Les anges sont des messagers divins, incorporels et psyc

hiques, constitués d'une matière éthérée pour certains, de feu et d'eau pour d'autres; ils se situent aussi bien du côté de la rigueur que du côté de la miséricorde, du côté du mal et de la domination que du côté du bien et de l'abnégation.

Ces derniers ont été créés le premier jour de la création, le jour de la séparation de la lumière et de l'obscurité. Les premiers sont nés le deuxième jour, lors de la séparation des eaux et de la création de l'univers.

Les anges sont généralement immortels mais imparfaits. Ils connaissent l'avenir à court terme; leur mission est temporaire, ponctuelle, précise et limitée. Ils apparaissent dans un songe, un rêve ou une vision et prennent l'aspect d'un homme, souvent celui d'un être ailé, rarement celui d'un animal. La Tradition les décrit comme des êtres "sans articulation", incapables de plier le genou, pour dire qu'ils sont des émissaires en service commandé, accomplissant leur mission comme les soldats d'une armée, d'un corps organisé hiérarchiquement.

Les anges sont chargés de garder les sept palais qui entourent le Trône de Gloire et de veiller sur celui-ci, pour maintenir à distance les âmes non préparées qui souhaitent y parvenir. L'archange "Métatron" vérifie le niveau de préparation et procède au complément d'enseignement.

Les anges louent Dieu tous les matins et, dans ce sens, ils sont les concurrents des hommes.

Mais la mission la plus importante est de faire le lien entre l'Unique et l'univers en transmettant des messages et des informations dans les deux sens: ainsi d'après la Tradition, l'archange Michaël, qui est chargé de veiller sur Israël, parcourt le monde en un seul bond. L'archange Gabriel, préposé aux songes, parcourt le monde en deux bonds. Elie, ange apparaissant comme prophète sur terre, fait quatre bonds pour annoncer la bonne nouvelle à l'homme et l'aider dans son parcours terrestre. Quant à l'ange de la Mort, il fait huit bonds.

LES ANGES ET LES LETTRES

Les lettres sont des signes qui s'organisent en mots, phrases, paragraphes, chapitres, livres.... Les voyelles donnent "une âme" à ces signes: grâce à elle on peut prononcer des mots qui ont un sens. Ainsi on passe de l'écrit "sepher" (livre) au vocalisé ou raconté ou récité "sipour" (histoire ou mythe).
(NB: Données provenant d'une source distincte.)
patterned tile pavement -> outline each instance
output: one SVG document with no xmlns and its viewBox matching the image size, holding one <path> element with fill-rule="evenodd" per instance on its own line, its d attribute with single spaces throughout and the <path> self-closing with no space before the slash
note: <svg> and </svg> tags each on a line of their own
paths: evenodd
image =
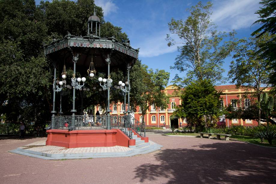
<svg viewBox="0 0 276 184">
<path fill-rule="evenodd" d="M 51 154 L 117 152 L 126 152 L 133 149 L 128 147 L 120 146 L 67 148 L 64 147 L 46 146 L 46 144 L 45 141 L 40 141 L 23 146 L 19 148 Z"/>
</svg>

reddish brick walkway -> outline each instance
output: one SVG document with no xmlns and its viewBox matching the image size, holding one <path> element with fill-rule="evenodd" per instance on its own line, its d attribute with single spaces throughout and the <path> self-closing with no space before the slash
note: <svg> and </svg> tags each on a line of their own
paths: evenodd
<svg viewBox="0 0 276 184">
<path fill-rule="evenodd" d="M 131 157 L 46 160 L 8 151 L 45 138 L 0 137 L 0 183 L 275 183 L 276 149 L 148 134 L 164 146 Z"/>
</svg>

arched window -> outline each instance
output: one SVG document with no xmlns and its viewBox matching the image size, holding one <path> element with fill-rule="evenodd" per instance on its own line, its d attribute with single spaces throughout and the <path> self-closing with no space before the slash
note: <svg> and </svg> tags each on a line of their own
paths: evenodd
<svg viewBox="0 0 276 184">
<path fill-rule="evenodd" d="M 121 110 L 122 111 L 125 110 L 125 104 L 122 104 L 121 105 Z"/>
<path fill-rule="evenodd" d="M 155 116 L 151 116 L 151 121 L 152 122 L 156 122 L 156 117 Z"/>
<path fill-rule="evenodd" d="M 232 99 L 231 100 L 231 105 L 233 107 L 237 107 L 237 100 L 235 99 Z"/>
<path fill-rule="evenodd" d="M 244 107 L 248 107 L 250 105 L 250 100 L 248 98 L 244 100 Z"/>
<path fill-rule="evenodd" d="M 162 115 L 160 116 L 160 121 L 161 123 L 164 123 L 165 122 L 165 116 Z"/>
<path fill-rule="evenodd" d="M 220 100 L 220 106 L 223 107 L 224 106 L 224 103 L 223 102 L 223 100 Z"/>
</svg>

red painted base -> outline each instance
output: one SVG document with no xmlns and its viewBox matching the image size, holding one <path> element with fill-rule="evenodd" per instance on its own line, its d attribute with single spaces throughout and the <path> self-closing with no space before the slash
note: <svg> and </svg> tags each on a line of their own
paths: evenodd
<svg viewBox="0 0 276 184">
<path fill-rule="evenodd" d="M 70 131 L 66 130 L 54 129 L 47 130 L 47 132 L 48 135 L 46 145 L 48 146 L 70 148 L 115 146 L 128 147 L 135 144 L 135 140 L 130 139 L 118 129 Z"/>
</svg>

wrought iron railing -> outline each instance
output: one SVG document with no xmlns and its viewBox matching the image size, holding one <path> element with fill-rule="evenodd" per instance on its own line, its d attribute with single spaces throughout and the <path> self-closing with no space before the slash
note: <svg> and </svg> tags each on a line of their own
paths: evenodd
<svg viewBox="0 0 276 184">
<path fill-rule="evenodd" d="M 132 128 L 141 137 L 146 136 L 146 127 L 145 123 L 142 123 L 132 116 L 130 116 Z"/>
</svg>

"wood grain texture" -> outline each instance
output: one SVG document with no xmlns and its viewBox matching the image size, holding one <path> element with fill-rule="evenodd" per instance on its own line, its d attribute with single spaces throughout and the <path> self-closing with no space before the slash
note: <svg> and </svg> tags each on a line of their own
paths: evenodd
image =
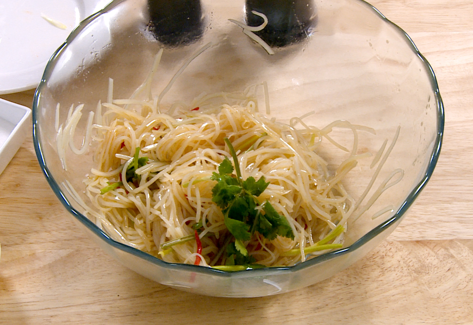
<svg viewBox="0 0 473 325">
<path fill-rule="evenodd" d="M 372 3 L 429 61 L 446 109 L 435 172 L 388 240 L 298 291 L 251 299 L 182 292 L 122 266 L 77 231 L 29 137 L 0 175 L 0 324 L 473 324 L 473 6 Z M 0 97 L 31 107 L 33 93 Z"/>
<path fill-rule="evenodd" d="M 96 248 L 5 254 L 0 271 L 2 324 L 473 322 L 473 252 L 453 240 L 386 241 L 318 284 L 247 299 L 199 296 L 167 288 Z M 18 267 L 19 262 L 29 266 Z"/>
</svg>

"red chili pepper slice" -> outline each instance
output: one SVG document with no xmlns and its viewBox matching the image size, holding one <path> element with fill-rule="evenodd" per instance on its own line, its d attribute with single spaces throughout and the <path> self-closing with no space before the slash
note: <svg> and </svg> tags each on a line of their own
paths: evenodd
<svg viewBox="0 0 473 325">
<path fill-rule="evenodd" d="M 202 253 L 202 243 L 201 239 L 199 238 L 199 234 L 197 234 L 197 230 L 194 230 L 194 234 L 195 235 L 195 242 L 197 243 L 197 253 Z M 195 257 L 195 262 L 194 262 L 194 265 L 198 265 L 201 263 L 201 257 L 198 255 Z"/>
</svg>

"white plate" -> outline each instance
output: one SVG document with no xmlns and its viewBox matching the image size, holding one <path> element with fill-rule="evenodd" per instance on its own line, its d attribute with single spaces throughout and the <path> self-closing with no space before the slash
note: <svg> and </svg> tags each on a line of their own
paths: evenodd
<svg viewBox="0 0 473 325">
<path fill-rule="evenodd" d="M 31 109 L 0 98 L 0 174 L 30 134 L 31 127 Z"/>
<path fill-rule="evenodd" d="M 35 88 L 54 51 L 110 0 L 0 1 L 0 94 Z M 63 25 L 62 29 L 48 22 Z"/>
</svg>

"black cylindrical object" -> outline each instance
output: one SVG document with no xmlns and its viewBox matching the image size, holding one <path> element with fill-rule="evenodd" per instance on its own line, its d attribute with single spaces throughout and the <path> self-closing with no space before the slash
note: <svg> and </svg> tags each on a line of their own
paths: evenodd
<svg viewBox="0 0 473 325">
<path fill-rule="evenodd" d="M 255 32 L 272 47 L 281 47 L 306 38 L 316 24 L 313 0 L 246 0 L 246 24 L 257 26 L 263 18 L 252 13 L 255 10 L 268 18 L 268 25 Z"/>
<path fill-rule="evenodd" d="M 203 32 L 200 0 L 148 0 L 149 30 L 171 45 L 192 43 Z"/>
</svg>

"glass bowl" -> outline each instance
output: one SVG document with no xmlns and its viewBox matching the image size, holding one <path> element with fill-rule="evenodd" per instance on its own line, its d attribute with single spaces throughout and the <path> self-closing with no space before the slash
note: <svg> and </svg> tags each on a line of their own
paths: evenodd
<svg viewBox="0 0 473 325">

A un niveau plus élevé, des signes particuliers font chanter des phrases pour leur donner un sens plus nuancé ou les faire vibrer en une âme supérieure. En allant plus loin et à un niveau différent, en donnant une valeur numérique aux signes, on peut les combiner et les permuter en un nombre presque infini de mots. Ces combinaisons et ces permutations génèrent des mots et des sens nouveaux, des liaisons imprévues, des rapprochements de pensées intimes qui sondent les profondeurs de l'être, font rêver ou bondir d'une conception à une autre ou permettent de s'évader vers des horizons que certains qualifient d'angéliques.

La Torah écrite révélée appelée "sepher" a engendré la Torah orale ou "sipour" puis, grâce au nombre "mispar" et à la combinaison de lettres appelée "tsérouf", elle atteint le niveau du décodage par l'homme: l'élargissement de l'écrit vers le prononcé, le chanté puis le compté et le combiné est un processus de rapprochement de l'humain et du divin; peut-être aussi pour une meilleure connaissance mutuelle, à travers des lettres devenues anges ou des anges devenus lettres. Les lettres se détachent, se retournent, se rassemblent puis s'éloignent dans une danse ressemblant à une farandole. Leurs associations fugaces ont des tons et des rythmes multiples puis tout d'un coup une harmonie de sons et de sens se déploie et scintille: on se trouve devant un chant de signes.